The cap, announced by Chancellor George Osborne in his Autumn Statement last year, is aimed at slashing £5 billion from the welfare bill over the next five years.
Work and Pensions Secretary Iain Duncan Smith told MPs that benefit levels have grown by 20% since the beginning of the recession, while incomes for those in work have risen by just 10%. "What we are trying to do over the next few years is get that back to a fair settlement and then eventually it will go back onto inflation," said Mr Duncan Smith.
But Labour branded the move a "strivers' tax", pointing out that almost 70% of those who will lose out are in employment, many of them low-paid. Shadow work and pensions secretary Liam Byrne told MPs: "Welfare to work will not work without jobs.
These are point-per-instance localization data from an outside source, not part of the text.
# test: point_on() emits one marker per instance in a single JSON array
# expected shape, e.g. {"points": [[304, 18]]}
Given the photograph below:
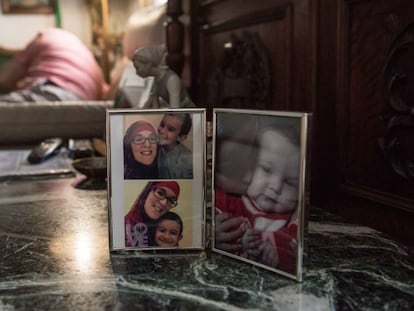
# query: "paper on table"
{"points": [[13, 163]]}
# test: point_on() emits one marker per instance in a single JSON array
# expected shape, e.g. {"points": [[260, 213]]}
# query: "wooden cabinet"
{"points": [[349, 62]]}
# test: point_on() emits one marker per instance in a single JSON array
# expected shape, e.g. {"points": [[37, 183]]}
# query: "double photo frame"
{"points": [[157, 183]]}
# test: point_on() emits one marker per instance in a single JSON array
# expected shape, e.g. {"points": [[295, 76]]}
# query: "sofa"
{"points": [[29, 123]]}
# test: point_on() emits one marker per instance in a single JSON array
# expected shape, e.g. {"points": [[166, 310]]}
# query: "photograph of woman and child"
{"points": [[257, 179], [159, 149], [150, 221], [158, 181]]}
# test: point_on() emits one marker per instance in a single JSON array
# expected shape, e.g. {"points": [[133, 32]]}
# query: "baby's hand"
{"points": [[251, 243], [269, 255]]}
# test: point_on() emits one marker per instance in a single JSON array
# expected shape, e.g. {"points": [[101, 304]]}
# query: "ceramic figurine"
{"points": [[168, 90]]}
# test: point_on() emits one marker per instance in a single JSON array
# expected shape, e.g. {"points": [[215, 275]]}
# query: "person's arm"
{"points": [[10, 73]]}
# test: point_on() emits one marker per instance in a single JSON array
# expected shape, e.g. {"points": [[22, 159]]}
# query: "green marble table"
{"points": [[54, 256]]}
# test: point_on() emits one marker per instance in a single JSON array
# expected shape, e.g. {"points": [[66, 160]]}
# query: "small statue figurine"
{"points": [[168, 89]]}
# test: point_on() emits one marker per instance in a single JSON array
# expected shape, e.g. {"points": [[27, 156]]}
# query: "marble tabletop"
{"points": [[54, 256]]}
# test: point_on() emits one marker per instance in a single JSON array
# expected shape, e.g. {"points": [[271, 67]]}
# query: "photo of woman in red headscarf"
{"points": [[155, 200]]}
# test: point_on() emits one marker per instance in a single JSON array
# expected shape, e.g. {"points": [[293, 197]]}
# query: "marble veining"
{"points": [[54, 255]]}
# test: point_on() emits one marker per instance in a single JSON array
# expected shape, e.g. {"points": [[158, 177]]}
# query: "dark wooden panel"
{"points": [[371, 28], [280, 32]]}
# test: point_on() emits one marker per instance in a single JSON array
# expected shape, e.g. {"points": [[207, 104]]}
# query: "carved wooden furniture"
{"points": [[349, 62]]}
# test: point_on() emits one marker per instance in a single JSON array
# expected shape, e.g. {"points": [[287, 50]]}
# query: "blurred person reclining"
{"points": [[54, 66]]}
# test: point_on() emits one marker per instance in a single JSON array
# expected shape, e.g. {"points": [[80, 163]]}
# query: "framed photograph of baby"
{"points": [[260, 186], [156, 179]]}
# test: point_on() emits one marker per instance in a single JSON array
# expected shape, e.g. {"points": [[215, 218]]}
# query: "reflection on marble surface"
{"points": [[54, 256]]}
This Bill does not create a single job, it creates a heck of a mess and it asks Britain's working families to clear it up."
Responding to the vote, Barnardo's chief executive Anne Marie Carrie said: "By voting to break the link between benefits and inflation MPs have risked condemning children in Britain's poorest families to growing up stuck in the poverty trap, as their parents struggle to cover basic costs of living."
Oxfam's director of UK poverty, Chris Johnes, said: "Yet again, working-age benefits, which poor families rely upon, are bearing the brunt of the Government's cuts.
"The benefits budget seems to be the child constantly picked on, whose unpopularity makes it easy fodder for the axe."